Das hundeähnliche Gesicht eines Aliens erschien in der Holosphäre. „Ich grüße Sie, Noriko.“
„Hallo Lu. Mir wurde soeben eine schlechte Nachricht überbracht.“
„Wir wurden bereits informiert“, erwiderte der Rentalianer. „Man möchte uns nicht länger im Verband haben.“
Noriko nickte. Lukas wusste, dass die Rentalianer mittlerweile ebenso mit menschlicher Gestik vertraut waren, wie sie umgekehrt mit den wichtigsten Gefühlsäußerungen der Hundealiens. „Wir wissen nicht, was hinter den Kulissen geschieht. Aber etwas hat sich verändert.“
„Der Rudelführer ist nicht erfreut“, sagte Lu. „Die Verhandlungsteilnehmer erreichen nur sehr schwierig Teilerfolge und eure Präsidentin erschwert die Verhandlungen massiv. Es wirkt, als habe sie ihre Entscheidung überdacht, eine Allianz zu gründen und torpediere das gesamte Verfahren nun.“
„Die LU wird also abfliegen?“, fragte Ishida.
„So ist es.“ Er jaulte auf, ein Zeichen von Trauer. „Doch ihr habt in der Besatzung der LU-MEN-SO-FI Freunde gewonnen. Falls ihr einmal Hilfe benötigt, zögert nicht, uns zu kontaktieren.“
„Das werden wir tun. Und umgekehrt gilt dasselbe. Es war uns eine Freude, die Rentalianer an unserer Seite zu haben.
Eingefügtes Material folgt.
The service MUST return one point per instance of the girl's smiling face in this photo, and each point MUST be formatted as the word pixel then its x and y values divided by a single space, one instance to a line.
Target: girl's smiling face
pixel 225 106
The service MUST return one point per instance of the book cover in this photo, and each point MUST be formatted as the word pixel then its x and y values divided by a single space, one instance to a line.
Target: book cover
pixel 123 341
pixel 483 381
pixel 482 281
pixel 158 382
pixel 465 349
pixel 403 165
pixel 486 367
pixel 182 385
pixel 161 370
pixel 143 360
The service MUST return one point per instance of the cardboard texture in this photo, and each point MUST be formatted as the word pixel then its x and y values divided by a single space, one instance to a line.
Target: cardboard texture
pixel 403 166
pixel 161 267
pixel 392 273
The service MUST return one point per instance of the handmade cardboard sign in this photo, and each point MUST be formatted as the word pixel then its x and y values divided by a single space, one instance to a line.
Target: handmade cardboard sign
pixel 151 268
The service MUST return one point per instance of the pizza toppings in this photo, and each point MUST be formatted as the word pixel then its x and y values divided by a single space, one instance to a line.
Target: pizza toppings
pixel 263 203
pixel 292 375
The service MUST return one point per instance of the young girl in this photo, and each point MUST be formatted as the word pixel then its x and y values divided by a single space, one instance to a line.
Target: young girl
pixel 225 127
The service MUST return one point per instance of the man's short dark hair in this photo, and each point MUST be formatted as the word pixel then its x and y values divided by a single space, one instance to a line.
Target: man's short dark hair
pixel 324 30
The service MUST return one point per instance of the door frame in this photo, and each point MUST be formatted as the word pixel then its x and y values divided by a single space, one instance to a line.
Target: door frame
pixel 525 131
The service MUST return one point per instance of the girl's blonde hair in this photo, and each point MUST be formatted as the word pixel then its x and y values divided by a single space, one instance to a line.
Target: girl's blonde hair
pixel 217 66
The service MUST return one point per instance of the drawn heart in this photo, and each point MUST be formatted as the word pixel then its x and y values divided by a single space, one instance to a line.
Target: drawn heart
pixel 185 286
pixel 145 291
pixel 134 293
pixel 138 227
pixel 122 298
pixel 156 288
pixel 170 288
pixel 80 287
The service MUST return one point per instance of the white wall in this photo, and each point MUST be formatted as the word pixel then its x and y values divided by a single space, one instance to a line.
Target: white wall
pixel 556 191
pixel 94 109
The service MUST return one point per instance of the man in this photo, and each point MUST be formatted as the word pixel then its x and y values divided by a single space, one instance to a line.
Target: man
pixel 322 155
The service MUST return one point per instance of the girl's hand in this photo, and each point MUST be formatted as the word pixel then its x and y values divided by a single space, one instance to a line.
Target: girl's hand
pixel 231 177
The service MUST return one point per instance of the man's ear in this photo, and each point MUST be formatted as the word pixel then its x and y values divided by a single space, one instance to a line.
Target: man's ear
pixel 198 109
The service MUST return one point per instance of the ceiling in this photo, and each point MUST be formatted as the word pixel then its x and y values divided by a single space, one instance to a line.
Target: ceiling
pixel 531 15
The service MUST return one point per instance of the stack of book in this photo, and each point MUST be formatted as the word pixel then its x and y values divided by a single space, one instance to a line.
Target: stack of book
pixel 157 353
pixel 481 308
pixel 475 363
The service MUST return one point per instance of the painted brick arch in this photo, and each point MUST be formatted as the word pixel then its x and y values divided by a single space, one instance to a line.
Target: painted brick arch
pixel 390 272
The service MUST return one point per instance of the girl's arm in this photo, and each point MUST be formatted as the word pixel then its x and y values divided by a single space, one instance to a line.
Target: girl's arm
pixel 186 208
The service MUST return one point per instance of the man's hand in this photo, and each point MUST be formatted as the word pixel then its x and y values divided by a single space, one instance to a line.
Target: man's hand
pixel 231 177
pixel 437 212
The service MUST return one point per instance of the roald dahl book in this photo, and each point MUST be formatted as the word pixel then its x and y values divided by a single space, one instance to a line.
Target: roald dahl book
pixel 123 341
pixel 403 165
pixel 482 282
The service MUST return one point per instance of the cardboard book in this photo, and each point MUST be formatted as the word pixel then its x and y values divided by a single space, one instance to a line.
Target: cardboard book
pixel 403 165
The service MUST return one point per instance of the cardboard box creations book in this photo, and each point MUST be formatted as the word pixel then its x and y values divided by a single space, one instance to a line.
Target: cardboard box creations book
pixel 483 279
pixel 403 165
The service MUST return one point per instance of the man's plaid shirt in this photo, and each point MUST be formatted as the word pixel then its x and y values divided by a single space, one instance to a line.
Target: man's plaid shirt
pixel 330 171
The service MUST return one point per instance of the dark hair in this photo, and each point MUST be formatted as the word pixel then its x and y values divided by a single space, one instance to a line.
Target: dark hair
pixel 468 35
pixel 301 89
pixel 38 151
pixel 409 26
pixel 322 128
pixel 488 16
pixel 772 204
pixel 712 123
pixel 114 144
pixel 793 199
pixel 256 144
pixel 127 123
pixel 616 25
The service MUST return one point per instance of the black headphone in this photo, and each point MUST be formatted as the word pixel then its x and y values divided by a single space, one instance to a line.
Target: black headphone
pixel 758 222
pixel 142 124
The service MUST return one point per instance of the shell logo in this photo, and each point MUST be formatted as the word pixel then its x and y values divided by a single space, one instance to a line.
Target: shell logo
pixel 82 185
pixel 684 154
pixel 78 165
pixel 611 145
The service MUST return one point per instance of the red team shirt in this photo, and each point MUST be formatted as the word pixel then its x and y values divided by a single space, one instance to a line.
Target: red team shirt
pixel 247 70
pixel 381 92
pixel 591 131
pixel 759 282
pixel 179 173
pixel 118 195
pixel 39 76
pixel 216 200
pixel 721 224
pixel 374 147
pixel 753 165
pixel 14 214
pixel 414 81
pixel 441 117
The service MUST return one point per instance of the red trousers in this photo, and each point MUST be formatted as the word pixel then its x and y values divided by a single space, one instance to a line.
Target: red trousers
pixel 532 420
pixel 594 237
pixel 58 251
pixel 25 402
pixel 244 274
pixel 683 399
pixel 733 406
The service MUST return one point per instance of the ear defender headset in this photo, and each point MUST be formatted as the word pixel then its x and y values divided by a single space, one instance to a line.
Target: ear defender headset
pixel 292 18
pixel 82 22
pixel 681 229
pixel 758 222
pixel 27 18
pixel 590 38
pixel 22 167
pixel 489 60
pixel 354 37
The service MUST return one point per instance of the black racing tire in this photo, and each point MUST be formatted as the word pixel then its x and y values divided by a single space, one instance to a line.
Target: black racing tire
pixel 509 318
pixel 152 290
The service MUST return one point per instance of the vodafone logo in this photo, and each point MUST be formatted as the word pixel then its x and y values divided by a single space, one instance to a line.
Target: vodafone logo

Vielleicht wird das eines Tages ja Normalität sein.“
Sie verabschiedeten sich, dann unterbrach Lu die Verbindung.
„Es wirkt ein wenig, als schlage die Präsidentin gerade alles in Scherben“, kommentierte Lukas. „Was werden wir als Nächstes tun?“
„Gefechtsszenarien durchführen“, sagte Ishida. „Viel mehr bleibt uns nicht übrig.“
Gemeinsam gingen sie zum Ausgang. Das Tesshologramm entmaterialisierte.
„... sie hat sich wirklich sehr verändert“, murmelte Sarah. Sie wirkte besorgt. „Und so abrupt.“
„Alles in Ordnung?“, fragte Lukas.
„Alles bestens“, sagte sie.
Sie betraten die Kommandobrücke. Der graue Alltag ging weiter.
*
Commodore Jayden Cross saß in der fünf auf fünf Quadratmeter großen Zelle, kauerte auf seiner Pritsche. Abgesehen von grauen Betonwänden gab es nichts zu sehen oder zu tun; nichts, was sein Denken beschäftigte. Wochen waren vergangen, seit er erwacht war.
In vielen schlaflosen Augenblicken verfluchte er das Bioneurale Tattoo. Das verdammte Ding hielt ihn am Leben. Und nicht nur das, die Wissenschaftler rund um Abigail Rosen hatten ein altes Virtualitätsgerät ausgegraben und modernisiert. Er konnte gar nicht zählen, wie oft sie ihn über die Kontaktpods bereits damit verbunden in virtuelle Albträume geschickt hatten.